One bite into a visit to Kansas City, and it’s easy to pick ten things to like about this friendly town. (KC, Kansas and KC, Missouri both share a common metropolitan area collectively known as Kansas City; the Missouri River splits the city into a KC on each side of the two states.) Once you make it to Kansas City, you’ll wonder why you hadn’t ventured there sooner. Though I could easily give you a hundred reasons to love KC, here are my Top 5. If you have other ideas, jump in. The water’s fine.
The Austin area has Snow’s, Dallas has Sonny Bryan’s, and Kansas City has Arthur Bryant’s Barbeque. And Gates Bar-B-Q.Fiorella’s Jack Stack Barbecue. And Oklahoma Joe’s Barbecue, plus nearly a hundred other smokin’ meat palaces across the metropolitan area. Each is a little different, but in a trek through the world of KC Cue last week, I still can’t pick an outright winner, though I gotta say the paper-thin sliced brisket and hand-cut, fried-in-lard french fries at Arthur Bryant’s were among the best things I’ve ever tasted.

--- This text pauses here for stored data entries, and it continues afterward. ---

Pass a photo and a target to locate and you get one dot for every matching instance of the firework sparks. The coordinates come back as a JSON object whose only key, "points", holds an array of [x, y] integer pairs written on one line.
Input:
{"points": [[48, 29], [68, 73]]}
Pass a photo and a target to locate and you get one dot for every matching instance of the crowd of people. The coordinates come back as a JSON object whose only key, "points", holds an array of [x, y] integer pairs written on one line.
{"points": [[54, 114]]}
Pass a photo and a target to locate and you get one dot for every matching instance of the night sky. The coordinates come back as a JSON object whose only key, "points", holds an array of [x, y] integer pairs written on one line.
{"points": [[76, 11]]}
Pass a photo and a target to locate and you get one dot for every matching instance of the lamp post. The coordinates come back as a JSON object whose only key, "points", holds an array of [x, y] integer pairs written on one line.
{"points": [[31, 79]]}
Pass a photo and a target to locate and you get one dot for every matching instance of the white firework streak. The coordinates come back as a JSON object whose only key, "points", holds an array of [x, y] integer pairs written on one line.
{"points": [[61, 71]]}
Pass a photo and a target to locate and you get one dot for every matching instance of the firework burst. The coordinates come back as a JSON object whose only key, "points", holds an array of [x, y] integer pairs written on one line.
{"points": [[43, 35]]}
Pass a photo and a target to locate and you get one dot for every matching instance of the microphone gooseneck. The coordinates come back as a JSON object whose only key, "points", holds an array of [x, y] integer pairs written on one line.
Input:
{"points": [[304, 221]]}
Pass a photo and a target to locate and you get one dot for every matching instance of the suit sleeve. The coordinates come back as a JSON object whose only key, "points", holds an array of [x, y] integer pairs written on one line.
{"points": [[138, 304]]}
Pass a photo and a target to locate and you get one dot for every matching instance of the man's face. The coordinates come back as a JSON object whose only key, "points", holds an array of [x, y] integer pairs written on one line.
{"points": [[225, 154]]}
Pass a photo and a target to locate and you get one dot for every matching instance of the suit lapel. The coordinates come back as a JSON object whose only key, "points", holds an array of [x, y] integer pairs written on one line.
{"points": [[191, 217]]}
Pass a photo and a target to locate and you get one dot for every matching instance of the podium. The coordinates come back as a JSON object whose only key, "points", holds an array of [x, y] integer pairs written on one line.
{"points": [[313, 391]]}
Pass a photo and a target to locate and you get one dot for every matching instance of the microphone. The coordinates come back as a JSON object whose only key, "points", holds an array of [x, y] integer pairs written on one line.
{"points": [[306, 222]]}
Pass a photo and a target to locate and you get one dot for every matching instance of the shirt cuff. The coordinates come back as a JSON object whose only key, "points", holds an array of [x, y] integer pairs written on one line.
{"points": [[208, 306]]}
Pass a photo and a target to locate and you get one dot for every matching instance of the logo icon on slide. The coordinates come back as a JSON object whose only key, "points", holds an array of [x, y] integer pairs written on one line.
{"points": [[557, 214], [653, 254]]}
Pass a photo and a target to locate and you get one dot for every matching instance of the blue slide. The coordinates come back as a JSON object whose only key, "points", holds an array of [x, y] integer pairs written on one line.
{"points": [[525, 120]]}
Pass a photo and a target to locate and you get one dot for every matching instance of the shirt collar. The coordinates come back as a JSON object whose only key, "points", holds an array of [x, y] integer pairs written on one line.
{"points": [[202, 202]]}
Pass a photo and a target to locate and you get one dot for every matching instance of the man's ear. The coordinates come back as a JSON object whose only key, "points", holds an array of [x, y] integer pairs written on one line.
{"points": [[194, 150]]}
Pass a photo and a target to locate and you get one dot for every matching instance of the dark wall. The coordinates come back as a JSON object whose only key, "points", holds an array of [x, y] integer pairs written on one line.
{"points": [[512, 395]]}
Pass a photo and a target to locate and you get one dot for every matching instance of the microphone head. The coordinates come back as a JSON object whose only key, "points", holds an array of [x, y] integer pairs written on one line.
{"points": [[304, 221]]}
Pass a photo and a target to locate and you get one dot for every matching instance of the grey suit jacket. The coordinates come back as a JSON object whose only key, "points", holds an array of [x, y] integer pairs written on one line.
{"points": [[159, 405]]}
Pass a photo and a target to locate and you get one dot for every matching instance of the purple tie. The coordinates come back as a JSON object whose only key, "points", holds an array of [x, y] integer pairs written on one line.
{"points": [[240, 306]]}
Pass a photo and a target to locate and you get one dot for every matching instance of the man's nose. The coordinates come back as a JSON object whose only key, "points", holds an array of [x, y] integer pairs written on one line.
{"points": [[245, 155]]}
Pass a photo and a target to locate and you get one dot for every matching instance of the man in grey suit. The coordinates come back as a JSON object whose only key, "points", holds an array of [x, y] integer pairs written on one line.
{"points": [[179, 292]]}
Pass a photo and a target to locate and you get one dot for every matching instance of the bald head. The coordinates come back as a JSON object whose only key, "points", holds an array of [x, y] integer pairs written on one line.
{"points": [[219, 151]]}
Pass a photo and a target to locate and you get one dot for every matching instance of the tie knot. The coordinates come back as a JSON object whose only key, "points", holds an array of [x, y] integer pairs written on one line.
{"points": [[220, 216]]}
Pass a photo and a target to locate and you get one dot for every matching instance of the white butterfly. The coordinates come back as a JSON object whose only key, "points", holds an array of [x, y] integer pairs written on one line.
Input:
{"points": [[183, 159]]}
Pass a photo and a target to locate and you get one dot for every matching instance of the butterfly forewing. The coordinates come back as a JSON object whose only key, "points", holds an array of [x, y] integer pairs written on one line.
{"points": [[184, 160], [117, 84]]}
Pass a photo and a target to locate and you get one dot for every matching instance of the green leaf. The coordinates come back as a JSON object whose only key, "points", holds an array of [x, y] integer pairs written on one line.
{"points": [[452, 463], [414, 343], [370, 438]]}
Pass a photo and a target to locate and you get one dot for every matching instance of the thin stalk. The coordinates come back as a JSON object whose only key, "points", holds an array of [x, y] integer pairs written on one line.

2. Power and Light District
What Dallas’ Victory could only hope to become, the renovated entertainment district in the heart of downtown KC is a neon-lit swath of trendy bars, casual nightclubs, safe sidewalks, and the best place to mingle after dark.
3. The Blue Room
Just off the famed 18th and Vine, the Blue Room jazz club anchors the American Jazz Museum. If you’re thinking smoke, dim lighting, tight corners, and loud music, you’re not at the Blue Room. Instead, the smoke-free zone has a tiny stage up front, roomy seats, strong drinks, great sight lines, boomy acoustics, and an ever-changing lineup of local jazz combos playing everything from the classics to Pat Metheny. Keep your voice down, too: the jazz does the talking; you’re expected to do the listening.
4. Fountains and Boulevards
Hundreds of them, just like Rome. And almost as stunning.
It’s one of America’s National museums, and it’s worth a visit–even if you don’t care to learn about The War. All the cool stuff is here–artifacts like surgical field instruments, weapons, uniforms, journals, maps, flags–displayed in an interactive way that puts the War in the context of world affairs. And it’s all neatly laid out along a time line that explains how the world got into and out of that mess…and why it’s similar to current events.